FORT WORTH (AP) – Airlines inventories rose on Monday, boosted by signs that vaccine deployments could trigger a rebound in travel later this year.
American Airlines, meanwhile, announced plans to raise $ 7.5 billion by borrowing against its frequent flyer program and using the funds to pay off a federal loan it received almost a year ago, at the start of the pandemic. The airline said the actions would not increase its overall debt. It follows similar initiatives by Delta Air Lines and United Airlines.
Fitch Ratings said American liquidity improved more than expected due to federal loans and money to help cover payroll – aid that was extended in December and would get another renewal of the payroll.

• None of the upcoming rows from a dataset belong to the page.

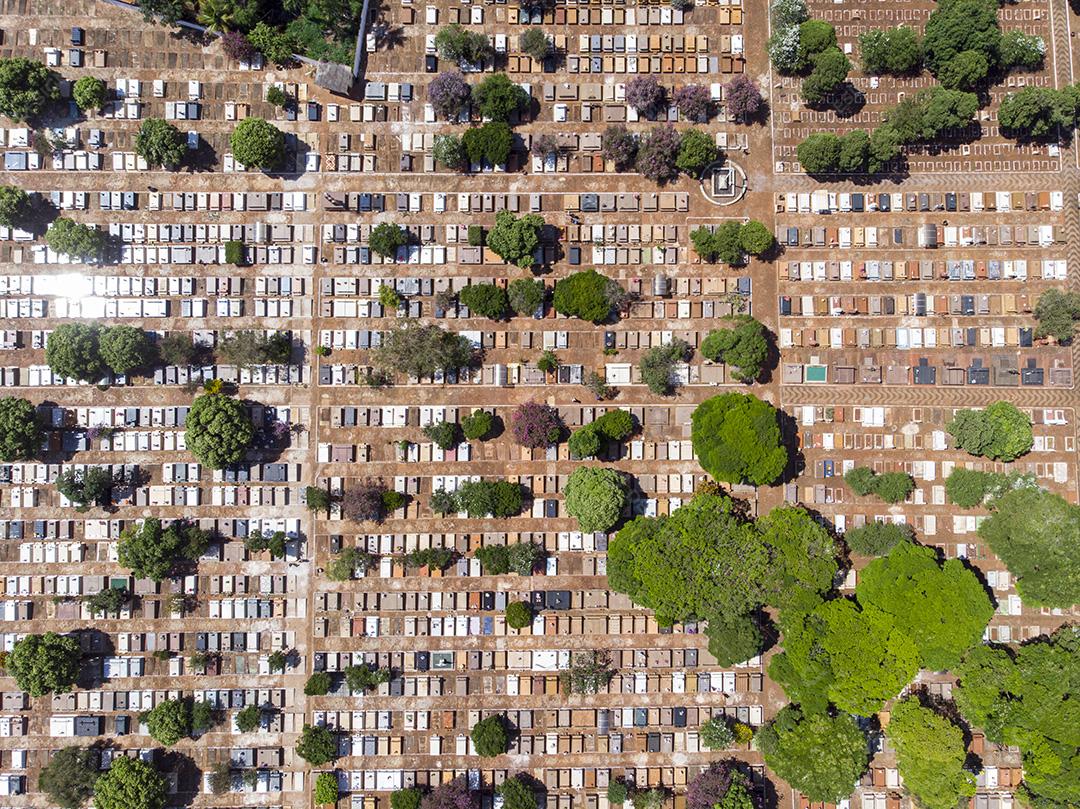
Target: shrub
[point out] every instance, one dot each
(526, 295)
(877, 539)
(696, 150)
(588, 295)
(489, 737)
(257, 144)
(620, 146)
(477, 425)
(657, 153)
(449, 94)
(737, 439)
(518, 615)
(535, 425)
(596, 497)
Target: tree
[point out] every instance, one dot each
(831, 69)
(737, 440)
(658, 366)
(694, 102)
(257, 144)
(406, 798)
(516, 794)
(657, 153)
(151, 552)
(72, 351)
(477, 425)
(999, 432)
(821, 756)
(518, 615)
(131, 783)
(489, 143)
(877, 539)
(421, 351)
(125, 349)
(956, 26)
(588, 295)
(535, 43)
(237, 46)
(443, 433)
(647, 95)
(895, 51)
(596, 497)
(1022, 50)
(742, 98)
(387, 238)
(461, 46)
(696, 151)
(715, 733)
(1056, 313)
(450, 795)
(449, 151)
(160, 144)
(515, 239)
(69, 777)
(536, 425)
(218, 430)
(27, 88)
(856, 659)
(1037, 535)
(930, 755)
(19, 431)
(943, 608)
(318, 685)
(85, 487)
(44, 663)
(169, 722)
(820, 153)
(744, 348)
(448, 94)
(326, 789)
(489, 737)
(89, 93)
(14, 205)
(72, 239)
(1035, 113)
(619, 146)
(526, 295)
(316, 745)
(499, 98)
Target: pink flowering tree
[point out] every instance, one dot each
(536, 426)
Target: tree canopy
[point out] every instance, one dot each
(19, 430)
(130, 783)
(930, 755)
(737, 439)
(596, 497)
(822, 756)
(1037, 535)
(45, 663)
(218, 430)
(1000, 432)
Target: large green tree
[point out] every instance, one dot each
(160, 144)
(943, 607)
(218, 430)
(930, 755)
(822, 756)
(19, 430)
(27, 88)
(131, 783)
(737, 439)
(1037, 535)
(45, 663)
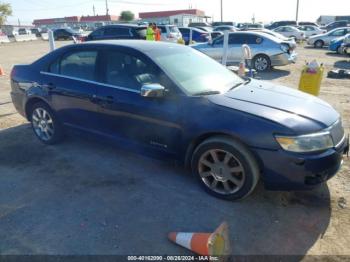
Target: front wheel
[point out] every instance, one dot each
(225, 168)
(319, 44)
(261, 63)
(45, 124)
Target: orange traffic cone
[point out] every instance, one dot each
(2, 72)
(205, 244)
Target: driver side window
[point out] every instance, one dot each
(128, 71)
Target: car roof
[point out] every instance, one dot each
(140, 45)
(259, 33)
(123, 25)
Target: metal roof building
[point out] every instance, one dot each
(176, 17)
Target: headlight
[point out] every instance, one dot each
(306, 143)
(285, 48)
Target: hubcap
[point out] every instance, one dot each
(42, 124)
(221, 171)
(261, 64)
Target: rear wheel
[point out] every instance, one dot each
(339, 51)
(319, 44)
(45, 124)
(261, 63)
(225, 168)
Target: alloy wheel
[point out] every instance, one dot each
(261, 63)
(43, 124)
(221, 171)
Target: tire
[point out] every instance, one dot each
(229, 185)
(45, 124)
(319, 44)
(261, 63)
(339, 50)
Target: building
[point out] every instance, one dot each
(176, 17)
(76, 21)
(326, 19)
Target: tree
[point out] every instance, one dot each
(5, 11)
(127, 16)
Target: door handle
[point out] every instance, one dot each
(49, 86)
(102, 100)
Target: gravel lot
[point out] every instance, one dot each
(85, 197)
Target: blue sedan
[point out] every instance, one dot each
(335, 44)
(197, 35)
(172, 101)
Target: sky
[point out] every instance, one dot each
(234, 10)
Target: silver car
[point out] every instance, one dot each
(324, 39)
(267, 50)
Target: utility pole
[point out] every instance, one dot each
(297, 13)
(107, 10)
(221, 11)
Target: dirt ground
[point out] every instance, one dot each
(84, 197)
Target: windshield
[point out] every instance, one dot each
(174, 29)
(199, 74)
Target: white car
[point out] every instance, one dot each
(170, 33)
(290, 31)
(324, 39)
(310, 30)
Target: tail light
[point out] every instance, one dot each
(12, 74)
(285, 48)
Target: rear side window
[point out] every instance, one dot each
(78, 64)
(185, 31)
(141, 32)
(236, 39)
(339, 33)
(240, 39)
(162, 28)
(98, 32)
(173, 29)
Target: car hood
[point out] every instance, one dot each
(201, 45)
(319, 35)
(301, 112)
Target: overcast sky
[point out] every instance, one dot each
(234, 10)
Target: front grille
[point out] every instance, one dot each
(337, 132)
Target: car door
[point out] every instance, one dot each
(125, 114)
(235, 42)
(117, 33)
(70, 81)
(335, 34)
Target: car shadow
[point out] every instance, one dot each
(335, 54)
(85, 197)
(272, 74)
(342, 64)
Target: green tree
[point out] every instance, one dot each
(127, 16)
(5, 11)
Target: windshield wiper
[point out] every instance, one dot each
(207, 93)
(238, 84)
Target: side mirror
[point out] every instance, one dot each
(152, 90)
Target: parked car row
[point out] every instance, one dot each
(267, 50)
(325, 39)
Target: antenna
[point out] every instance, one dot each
(107, 10)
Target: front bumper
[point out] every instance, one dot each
(288, 171)
(284, 59)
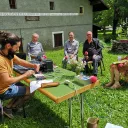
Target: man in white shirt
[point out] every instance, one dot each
(34, 47)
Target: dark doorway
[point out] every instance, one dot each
(58, 39)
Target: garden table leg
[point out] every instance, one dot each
(82, 110)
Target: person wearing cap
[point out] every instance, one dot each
(92, 52)
(34, 47)
(116, 70)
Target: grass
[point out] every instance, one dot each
(108, 105)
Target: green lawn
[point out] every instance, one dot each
(109, 105)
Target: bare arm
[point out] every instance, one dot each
(6, 79)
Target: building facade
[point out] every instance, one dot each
(53, 30)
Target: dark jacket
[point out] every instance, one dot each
(97, 46)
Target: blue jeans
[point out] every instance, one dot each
(15, 90)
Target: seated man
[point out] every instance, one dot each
(92, 52)
(71, 47)
(34, 47)
(9, 85)
(115, 71)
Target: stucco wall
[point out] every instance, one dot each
(79, 24)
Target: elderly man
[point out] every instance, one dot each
(10, 86)
(116, 70)
(92, 52)
(71, 47)
(34, 47)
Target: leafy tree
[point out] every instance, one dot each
(118, 11)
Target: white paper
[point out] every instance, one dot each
(108, 125)
(34, 85)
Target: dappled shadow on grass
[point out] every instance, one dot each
(39, 115)
(116, 53)
(124, 85)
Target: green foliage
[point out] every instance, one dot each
(118, 10)
(109, 105)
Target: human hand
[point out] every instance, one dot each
(29, 73)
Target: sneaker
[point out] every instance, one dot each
(8, 112)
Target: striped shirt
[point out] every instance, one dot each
(6, 66)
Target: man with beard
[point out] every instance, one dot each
(10, 87)
(92, 51)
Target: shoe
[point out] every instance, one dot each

COVID-19 relief measure passed by the Senate over the weekend.
“Meanwhile, the rollout of several effective coronavirus vaccines has increased the likelihood of a significant rebound in air travel from 2021, reducing the likelihood that the American will continue spending money for an extended period of time. “Said Fitch.
American spent about $ 30 million in cash per day in the fourth quarter.
Fitch warned, however, that air traffic remained weak and the pace of the recovery was uncertain.
Airlines have been particularly hard hit by the pandemic, and travel restrictions continue to wipe out most international flights, normally a lucrative part of their business.
But there have been signs of improvement in domestic travel. After a dismal January, passenger numbers have since followed an upward trend. On Sunday, the Transportation Security Administration screened nearly 1.3 million people at US airports. While this was a 41% drop from the comparable day before the 2019 pandemic, it was better than the 58% average drop this year from 2019.
American Airlines shares ended up 5% on Monday. United rose 7%, Southwest Airlines gained 6.4% and Delta moved 3.6%.